On the other side, the challenge to PPACA is a production of the Competitive Enterprise Institute, a well-known anti-regulatory advocacy group. Procedural questions have arisen over whether the four plaintiffs recruited by the CEI are appropriate choices. Leaving those issues to one side, the motives of the challengers can easily be discerned from the briefs backing the plaintiffs. They include the conservative advocacy groups Judicial Watch, American Center for Law and Justice, Mountain States Legal Foundation, Pacific Research Institute, Cato Institute, Washington Legal Foundation, Missouri Liberty Project, and Landmark Legal Foundation.

PPACA opponents focus less on the practical consequences of sweeping aside health reform and more on principles of government.

“Executive lawmaking—which has alas become commonplace—poses a severe threat to the separation-of-powers principles that undergird the Constitution and ultimately the rule of law itself,” argues the libertarian Cato Institute in its amicus brief. “Accordingly, this Court should vacate the IRS rule that provides subsidies in states that did not establish exchanges. This rule violates Congress’s limitation of such subsidies to insurance bought through exchanges ‘established by the state.’”

The last two sentences take us to the statutory intricacies of the case. In the first Supreme Court challenge to PPACA three years ago, justices voted 5-4 that Congress possessed constitutional authority to require that people buy health insurance. This time around, the assault concerns the subsidies meant to make that mandated coverage affordable.

PPACA has three pillars: banning insurers from denying coverage based on preexisting conditions; mandating that everyone buy insurance to ensure healthy people participate; and subsidizing less-well-off consumers. The current Supreme Court case addresses who can get those critical tax subsidies, without which the mandate would collapse, probably causing the entire program to unravel.

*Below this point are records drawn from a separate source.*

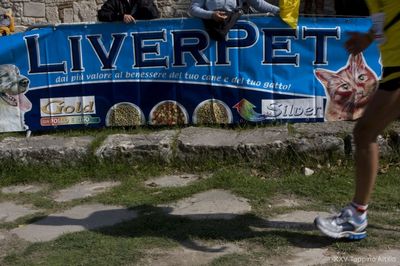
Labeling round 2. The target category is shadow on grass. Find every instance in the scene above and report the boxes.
[25,205,344,252]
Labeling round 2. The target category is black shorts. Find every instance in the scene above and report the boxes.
[378,67,400,91]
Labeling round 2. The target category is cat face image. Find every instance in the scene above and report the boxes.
[315,53,378,121]
[0,64,32,132]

Read literally, the law provides subsidies for policies purchased via an “exchange established by the state.” The problem with that language is that only 16 states and the District of Colombia have set up their own exchanges. Most Republican politicians refused to go along with PPACA, meaning that residents of 34 states have to seek insurance on exchanges set up by the federal government.

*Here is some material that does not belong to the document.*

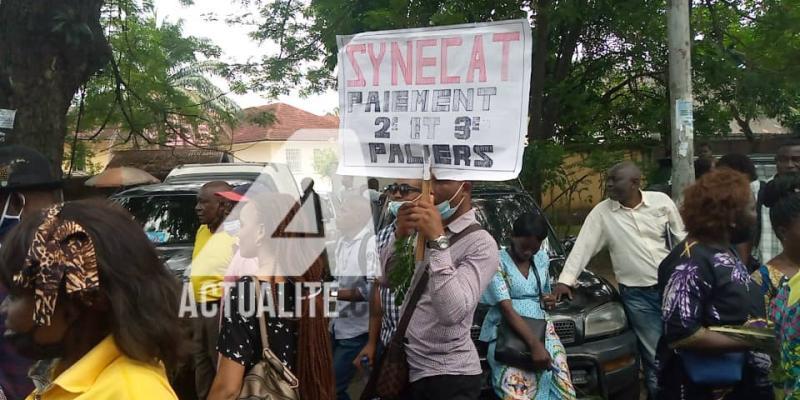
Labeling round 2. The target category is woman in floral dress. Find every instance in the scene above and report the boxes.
[657,168,773,400]
[764,173,800,399]
[753,173,800,316]
[480,214,575,400]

Charged with interpreting PPACA, the Internal Revenue Service concluded Congress couldn’t have intended to gum up the statutory machinery with this state-versus-federal distinction. The IRS established a rule that everyone, regardless of their state residency, was eligible for the subsidies. The justices will rule on the reasonableness of that interpretation. In the normal course of judicial business, courts defer to agency readings of ambiguous statutory verbiage. The challengers insist there’s nothing ambiguous about the words “exchange established by the state.”

Business interests, or at least health-related business interests, are siding with the IRS. Now it’s up to the justices.